To use `alass-cli` with video files, `ffmpeg` and `ffprobe` have to be installed. It is used to extract the raw audio data. You can set the paths used by `alass` using the environment variables `ALASS_FFMPEG_PATH` (default `ffmpeg`) and `ALASS_FFPROBE_PATH` (default `ffprobe`).

### Building from Source

If you want to build and run the project from source code:

```bash
$ git clone https://github.com/kaegi/alass
$ cd alass
$ cargo build
$ cargo run -- movie.mp4 input.srt output.srt
```

### Configuration

All parameters are shown for `cargo build` can also be used for `cargo install` and `cargo run`.

#### FFmpeg as a library

You can also link `ffmpeg` as a dynamic library during compile time. The library implementation can extract the audio about 2 to 3 seconds faster. Unfortunately it is harder to compile, the error handling is only very basic and might still have bugs.

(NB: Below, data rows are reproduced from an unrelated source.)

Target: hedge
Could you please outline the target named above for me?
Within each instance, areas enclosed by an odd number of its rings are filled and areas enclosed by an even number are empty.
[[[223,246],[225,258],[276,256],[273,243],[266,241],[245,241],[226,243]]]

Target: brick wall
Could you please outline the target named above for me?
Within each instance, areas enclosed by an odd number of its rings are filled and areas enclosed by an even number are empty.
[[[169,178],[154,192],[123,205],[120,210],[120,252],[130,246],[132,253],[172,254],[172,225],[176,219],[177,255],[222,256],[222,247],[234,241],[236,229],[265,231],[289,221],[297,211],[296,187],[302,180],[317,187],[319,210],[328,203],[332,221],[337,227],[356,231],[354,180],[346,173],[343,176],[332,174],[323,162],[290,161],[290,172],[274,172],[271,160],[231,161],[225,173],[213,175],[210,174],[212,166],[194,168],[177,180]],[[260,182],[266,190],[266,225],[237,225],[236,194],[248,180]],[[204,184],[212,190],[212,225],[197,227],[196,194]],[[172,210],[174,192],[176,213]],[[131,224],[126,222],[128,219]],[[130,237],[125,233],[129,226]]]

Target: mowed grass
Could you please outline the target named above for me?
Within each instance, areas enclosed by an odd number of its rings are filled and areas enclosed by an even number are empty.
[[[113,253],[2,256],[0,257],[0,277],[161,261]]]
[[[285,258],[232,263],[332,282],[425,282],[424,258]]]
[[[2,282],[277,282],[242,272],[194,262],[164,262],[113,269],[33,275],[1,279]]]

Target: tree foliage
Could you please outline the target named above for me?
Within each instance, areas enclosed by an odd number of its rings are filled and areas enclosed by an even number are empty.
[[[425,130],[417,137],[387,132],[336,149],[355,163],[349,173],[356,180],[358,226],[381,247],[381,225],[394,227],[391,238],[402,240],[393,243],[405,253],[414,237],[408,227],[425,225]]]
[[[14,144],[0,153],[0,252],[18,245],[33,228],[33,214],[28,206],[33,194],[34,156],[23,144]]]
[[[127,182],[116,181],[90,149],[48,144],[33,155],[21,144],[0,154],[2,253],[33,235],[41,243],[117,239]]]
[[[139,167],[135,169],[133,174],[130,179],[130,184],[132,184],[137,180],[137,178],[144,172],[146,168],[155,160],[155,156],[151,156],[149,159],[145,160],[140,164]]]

You have to remove "`# FFMPEG-LIB`" from every line that starts with it in `alass-cli/Cargo.toml`. Then use:

```bash
# Important: you have to be inside `alass-cli`! Otherwise the parameters get ignored.
$ cargo build --no-default-features --features ffmpeg-library
```

### Alias Setup

*For Linux users:* It is recommended to add the folder path to your system path as well as setup an alias for `alass` to `alass-cli`. Add this to your `~/.bashrc` (or the setup file of your favorite shell):

```bash
export PATH="$PATH:$HOME/.cargo/bin"
alias alass="alass-cli"
```

## Folder structure

This `cargo` workspace contains two projects:

- `alass-core` which provides the algorithm

It is targeted at *developers* who want to use the same algorithm in their project.

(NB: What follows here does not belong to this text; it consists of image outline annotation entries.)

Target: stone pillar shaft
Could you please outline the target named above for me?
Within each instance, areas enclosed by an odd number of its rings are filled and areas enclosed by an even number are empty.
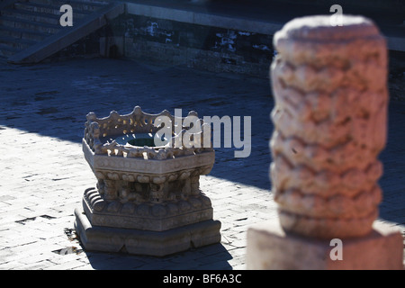
[[[364,236],[378,216],[386,140],[384,38],[362,17],[297,19],[274,36],[271,179],[284,229]]]

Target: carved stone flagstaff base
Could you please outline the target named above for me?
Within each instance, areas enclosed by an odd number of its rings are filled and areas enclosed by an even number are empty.
[[[186,128],[166,145],[153,146],[148,135],[158,133],[154,123],[160,116],[181,125],[167,112],[148,114],[140,107],[128,115],[87,115],[82,147],[97,184],[85,191],[75,211],[86,249],[163,256],[220,241],[220,222],[200,189],[200,176],[211,172],[215,152],[185,145]],[[193,140],[202,141],[199,136]],[[174,147],[176,137],[182,137],[182,146]]]
[[[333,260],[330,240],[285,232],[278,219],[248,231],[247,268],[251,270],[402,270],[402,236],[374,222],[360,238],[341,239],[342,259]],[[330,254],[332,253],[332,257]]]
[[[75,210],[76,231],[87,250],[164,256],[220,241],[220,222],[204,220],[164,231],[94,226],[82,209]]]

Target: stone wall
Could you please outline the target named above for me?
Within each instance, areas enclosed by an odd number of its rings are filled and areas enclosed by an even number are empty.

- `alass-cli` which is the official command line tool

It is target at *end users* who want to correct their subtitles.

## Library Documentation

[Open README](./alass-core/README.md) from `alass-core`.

## Notes

This program was called `aligner` in the past. This made it nearly impossible to find on a search engine, so `alass` was chosen instead.